Light water reactors (LWRs) are not very good for transmuting actinides because more neutron captures take place than fissions. Transmutation in pressurized water reactors (PWRs) has not shown much promise either. Compliance with safety regulations means that high efficiency levels cannot be achieved, even with special fuel. The multirecycling of americium on its own would require modifications to the reactor and the nuclear fuel cycle. This type of recycling cannot be done with the current reactor fleet.

Heterogeneous transmutation
The illustration shows two positions of americium targets within the PHENIX reactor core during a transmutation experiment (ECRIX) performed at Marcoule in 2005-2006. During this experiment, around 70% of the americium target was transmuted through fission. This transmutation rate was later increased to 94%.
© Clefs CEA N°46

In a fast neutron reactor the fuel tolerates larger proportions of minor actinides than in a PWR: 2.5 to 5% of the mass of the fuel compared with 1%. The feasibility of minor actinide transmutation in these fast reactors has now been established.

After SUPERPHENIX was decommissioned in 1998, PHENIX was one of the few fast neutron reactors (FNRs) in operation and the only one available in France. It was built in 1974 to produce electricity, was renovated and restarted for the transmutation research programme, and was decommissioned in 2010. At present France has no transmutation facilities.

In what form should radioelements for transmutation be inserted into a reactor core? New types of fuel have been designed to optimise transmutation performance. Two methods have been evaluated for introducing minor actinides into reactor cores: a homogeneous method, where the elements to be transmuted are distributed throughout the fuel, and a heterogeneous method where these elements are concentrated in special assembles. Fuels based on americium or other long-lived elements have been successfully inserted into reactors. The test programme will last until 2008.

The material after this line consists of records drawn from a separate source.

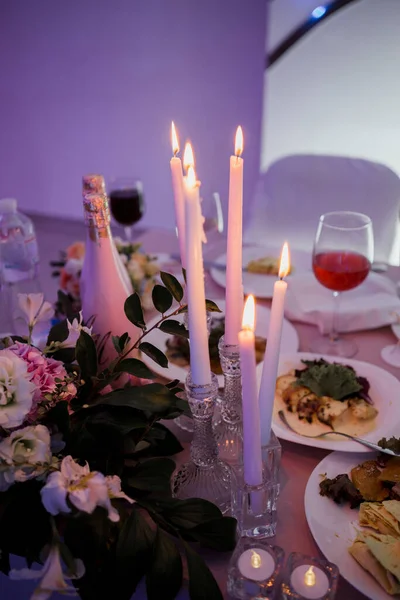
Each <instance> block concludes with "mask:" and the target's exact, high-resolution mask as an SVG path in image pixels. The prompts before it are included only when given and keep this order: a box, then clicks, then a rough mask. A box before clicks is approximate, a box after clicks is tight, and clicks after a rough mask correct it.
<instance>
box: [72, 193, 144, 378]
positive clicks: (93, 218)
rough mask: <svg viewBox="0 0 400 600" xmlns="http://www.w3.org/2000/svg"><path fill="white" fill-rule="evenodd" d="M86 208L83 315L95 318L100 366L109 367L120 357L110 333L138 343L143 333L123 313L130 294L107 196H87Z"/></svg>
mask: <svg viewBox="0 0 400 600" xmlns="http://www.w3.org/2000/svg"><path fill="white" fill-rule="evenodd" d="M83 209H84V217H85V224H86V227H87V236H86V251H85V259H84V264H83V268H82V274H81V299H82V313H83V318H84V320H85V321H86V322H87V321H88V320H89V319H91V318H93V319H94V322H93V331H94V333H96V334H97V335H98V336H99V339H100V340H101V341H103V340H104V350H103V354H102V365H101V366H106V365H107V364H109V363H110V362H111V361H112V360H113V359H114V358H115V357H116V356H117V353H116V350H115V348H114V345H113V343H112V340H111V336H110V335H109V334H110V333H111V335H118V336H121V335H122V334H123V333H125V332H128V334H129V336H130V338H131V341H132V342H135V341H136V340H137V339H138V337H139V334H140V330H139V329H138V328H137V327H135V326H134V325H133V324H132V323H131V322H130V321H128V319H127V318H126V316H125V313H124V303H125V300H126V298H127V297H128V294H127V292H126V288H125V286H124V283H123V281H122V278H121V275H120V272H119V270H118V265H117V261H116V258H115V253H114V252H113V247H114V243H113V239H112V234H111V230H110V212H109V209H108V200H107V196H106V195H105V194H98V193H97V194H88V195H87V196H85V197H84V199H83ZM106 336H108V339H107V340H106ZM103 363H104V364H103Z"/></svg>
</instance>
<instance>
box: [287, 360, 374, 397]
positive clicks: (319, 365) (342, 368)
mask: <svg viewBox="0 0 400 600" xmlns="http://www.w3.org/2000/svg"><path fill="white" fill-rule="evenodd" d="M296 383H297V385H302V386H304V387H307V388H309V389H310V390H311V391H312V392H314V394H316V395H317V396H329V397H330V398H334V399H335V400H343V399H344V398H345V397H346V396H349V395H350V394H354V393H356V392H359V391H360V390H361V389H362V386H361V385H360V383H359V382H358V381H357V375H356V372H355V371H354V369H352V368H351V367H346V366H345V365H341V364H338V363H328V362H326V361H315V362H314V364H311V365H310V366H308V367H307V368H306V369H304V370H303V371H300V375H299V377H298V378H297V381H296Z"/></svg>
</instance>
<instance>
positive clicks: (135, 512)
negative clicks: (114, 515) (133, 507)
mask: <svg viewBox="0 0 400 600" xmlns="http://www.w3.org/2000/svg"><path fill="white" fill-rule="evenodd" d="M154 539H155V533H154V531H153V530H152V528H151V527H150V525H149V524H148V522H147V521H146V519H145V517H144V516H143V514H142V513H141V512H140V511H139V510H138V509H135V508H133V510H132V512H131V514H130V515H129V517H128V519H127V520H126V521H125V523H124V525H123V526H122V529H121V531H120V534H119V536H118V542H117V548H116V581H118V588H120V589H121V588H122V590H124V592H125V594H124V595H123V596H118V598H120V597H121V598H125V597H128V598H130V597H131V596H132V594H133V593H134V591H135V589H136V586H137V584H138V583H139V581H140V580H141V579H142V577H143V575H144V574H145V573H146V571H147V569H148V568H149V565H150V564H151V556H152V550H153V544H154ZM120 589H119V593H121V591H120ZM129 594H130V595H129Z"/></svg>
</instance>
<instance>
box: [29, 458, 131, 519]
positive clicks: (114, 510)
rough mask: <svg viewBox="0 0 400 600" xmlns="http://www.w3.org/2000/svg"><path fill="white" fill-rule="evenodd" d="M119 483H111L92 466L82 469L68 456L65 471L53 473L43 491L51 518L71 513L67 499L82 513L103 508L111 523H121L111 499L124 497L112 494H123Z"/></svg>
mask: <svg viewBox="0 0 400 600" xmlns="http://www.w3.org/2000/svg"><path fill="white" fill-rule="evenodd" d="M117 483H118V482H116V481H113V482H111V483H110V482H108V481H107V478H106V477H104V475H103V474H102V473H99V472H97V471H90V469H89V466H88V464H86V465H85V466H84V467H81V466H80V465H78V463H76V462H75V461H74V459H73V458H72V456H66V457H65V458H64V459H63V461H62V463H61V470H60V471H57V472H55V473H51V474H50V475H49V477H48V479H47V483H46V485H45V486H44V487H43V488H42V490H41V495H42V502H43V505H44V507H45V509H46V510H47V512H49V513H50V514H51V515H57V514H58V513H60V512H64V513H69V512H71V509H70V508H69V506H68V504H67V499H68V500H69V502H70V503H71V504H72V505H73V506H75V507H76V508H77V509H78V510H81V511H82V512H86V513H92V512H93V511H94V509H95V508H96V506H102V507H103V508H105V509H106V511H107V512H108V518H109V519H110V521H114V522H117V521H119V514H118V511H117V510H116V509H115V508H114V507H113V506H112V504H111V500H110V498H112V497H119V498H122V497H124V496H122V495H118V496H113V495H112V494H113V492H112V489H114V490H115V491H116V493H117V494H118V493H120V494H122V492H121V488H120V487H119V491H118V485H117ZM110 486H111V487H110Z"/></svg>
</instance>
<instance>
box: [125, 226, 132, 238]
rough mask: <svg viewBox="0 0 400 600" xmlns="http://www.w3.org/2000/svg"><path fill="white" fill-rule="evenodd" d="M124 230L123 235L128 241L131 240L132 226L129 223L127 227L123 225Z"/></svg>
mask: <svg viewBox="0 0 400 600" xmlns="http://www.w3.org/2000/svg"><path fill="white" fill-rule="evenodd" d="M124 231H125V237H126V239H127V240H128V242H130V241H131V240H132V227H131V225H128V226H127V227H124Z"/></svg>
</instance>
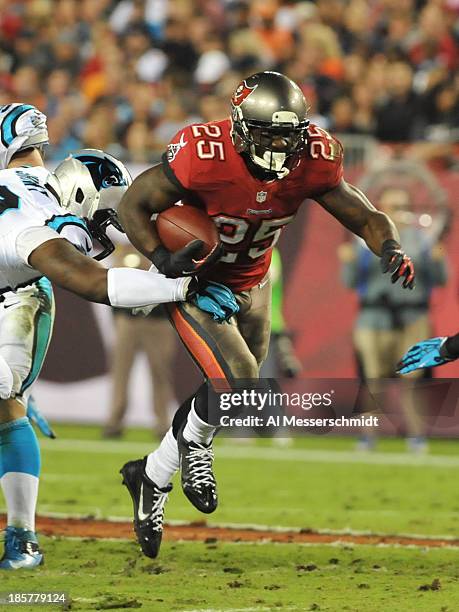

Hybrid reactor demonstration facility
Reactors coupled with an accelerator could be used for incinerating radioactive waste. These hybrid systems combine a high-intensity proton accelerator (not shown in the figure), from which the protons enter the top left part of the reactor and generate fast neutrons, entering a subcritical fast neutron reactor. The possible use of these Accelerator Driven Systems or ADSs is still a long way off. The first demonstration facilities or prototypes such as the European MYRRHA project are envisaged for decades 2020-2030 at the earliest

In principle ADS reactors controlled by an accelerator deliver better performance. Although FNRs are capable of burning their own actinides by recycling them, ADSs can burn a core consisting only of actinides.

There are many technological barriers to be lifted before these systems can see the light of day. European projects and research are currently in progress. The CNRS is actively involved in them, with the study of subcritical reactor cores (MUSE experiments), high-intensity proton injector (IPHI) projects, and targets for neutron production by spallation.